At his funeral, I remember smiling a lot. I was very uncomfortable with all the attention, so I smiled. I was relieved, so I smiled. Some friends of mine came to the funeral parlor for the memorial service. They weren't really friends. They were the children of people who knew my parents. They also went to junior high with me and would later join me at Gonzaga the next year. Two of them came up to talk to me and asked me in an aggressive way why I was smiling so much. I said I didn't know. They pointed out that my dad just died and I was smiling. I said I didn't know. They looked at each other and walked away.
Was I really happy my dad was dead? Of course not. I had all of that hidden away deep inside. Who was he to me at the time? He was mysterious. Sometimes he was genuinely loving, and most of the time he was completely absent.
I now have a few scraps and remnants he left behind. My mom held on to a few boxes. When she died, it all passed on to me. Some are physical artifacts like books and photographs he took. I don't care about this stuff. The most important ones exist only in my unreliable memory. Those memories visit me from time to time with a smell or a phrase or a song.
The musical memories are the most haunting. My dad would come to pick me up in his old Fiat. It had that vintage foreign car interior smell that reminded me of a slightly acrid combination of butterscotch and caramel.
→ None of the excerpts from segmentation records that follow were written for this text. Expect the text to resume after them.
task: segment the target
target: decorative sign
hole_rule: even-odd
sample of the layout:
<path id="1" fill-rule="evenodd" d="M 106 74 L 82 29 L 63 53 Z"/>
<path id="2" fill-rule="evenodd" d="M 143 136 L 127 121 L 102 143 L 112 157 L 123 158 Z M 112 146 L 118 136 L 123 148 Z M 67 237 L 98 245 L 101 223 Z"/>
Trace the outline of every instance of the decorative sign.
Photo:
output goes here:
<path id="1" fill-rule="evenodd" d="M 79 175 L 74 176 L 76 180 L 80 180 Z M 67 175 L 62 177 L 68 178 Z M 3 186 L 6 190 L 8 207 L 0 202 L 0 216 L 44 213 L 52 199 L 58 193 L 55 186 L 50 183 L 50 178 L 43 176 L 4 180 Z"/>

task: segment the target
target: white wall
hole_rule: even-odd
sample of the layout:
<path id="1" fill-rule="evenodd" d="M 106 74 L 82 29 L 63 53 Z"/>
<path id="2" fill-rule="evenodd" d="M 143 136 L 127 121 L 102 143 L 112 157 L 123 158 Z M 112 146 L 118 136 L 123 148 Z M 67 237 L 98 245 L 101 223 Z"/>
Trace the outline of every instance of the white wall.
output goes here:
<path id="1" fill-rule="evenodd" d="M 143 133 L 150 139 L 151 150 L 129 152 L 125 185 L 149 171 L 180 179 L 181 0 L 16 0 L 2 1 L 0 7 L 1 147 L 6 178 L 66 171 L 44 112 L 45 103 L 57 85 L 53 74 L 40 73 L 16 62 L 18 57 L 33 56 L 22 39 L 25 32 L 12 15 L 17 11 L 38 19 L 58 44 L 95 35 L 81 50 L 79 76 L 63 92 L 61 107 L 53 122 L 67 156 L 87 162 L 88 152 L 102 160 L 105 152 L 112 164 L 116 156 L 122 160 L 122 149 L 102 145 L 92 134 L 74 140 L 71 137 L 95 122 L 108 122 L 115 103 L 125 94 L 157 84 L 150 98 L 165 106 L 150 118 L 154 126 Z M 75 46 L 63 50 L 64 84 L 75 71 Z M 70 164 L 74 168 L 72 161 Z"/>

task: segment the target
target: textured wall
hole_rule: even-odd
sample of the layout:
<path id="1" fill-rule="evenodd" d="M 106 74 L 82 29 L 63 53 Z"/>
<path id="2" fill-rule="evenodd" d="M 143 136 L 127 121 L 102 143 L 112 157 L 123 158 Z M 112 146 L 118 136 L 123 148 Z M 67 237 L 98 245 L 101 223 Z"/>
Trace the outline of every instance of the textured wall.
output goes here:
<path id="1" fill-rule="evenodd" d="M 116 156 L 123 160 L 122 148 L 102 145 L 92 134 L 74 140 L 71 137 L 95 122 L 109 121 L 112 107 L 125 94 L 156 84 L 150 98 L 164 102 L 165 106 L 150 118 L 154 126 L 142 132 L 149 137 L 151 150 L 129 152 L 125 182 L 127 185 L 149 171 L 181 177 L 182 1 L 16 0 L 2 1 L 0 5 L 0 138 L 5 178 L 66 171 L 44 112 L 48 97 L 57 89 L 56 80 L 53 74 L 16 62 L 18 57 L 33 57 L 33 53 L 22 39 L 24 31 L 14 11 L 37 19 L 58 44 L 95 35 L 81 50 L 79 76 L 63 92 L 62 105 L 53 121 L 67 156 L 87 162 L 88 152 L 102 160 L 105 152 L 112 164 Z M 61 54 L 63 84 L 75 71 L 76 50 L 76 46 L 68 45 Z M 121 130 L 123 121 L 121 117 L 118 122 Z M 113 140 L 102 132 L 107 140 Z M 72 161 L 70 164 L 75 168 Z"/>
In my memory, Sultans of Swing was always on the radio. That mysterious guitar lead line. The opening words. "You get a shiver in the dark, It's raining in the park but meantime."
I know now that it is a song about some jazz musicians. In my thirteen year old mind though, that song is about my dad. It is his song. It is dark and mysterious. It is sad. It is elusive. It is beautiful. It is my favorite remnant of him.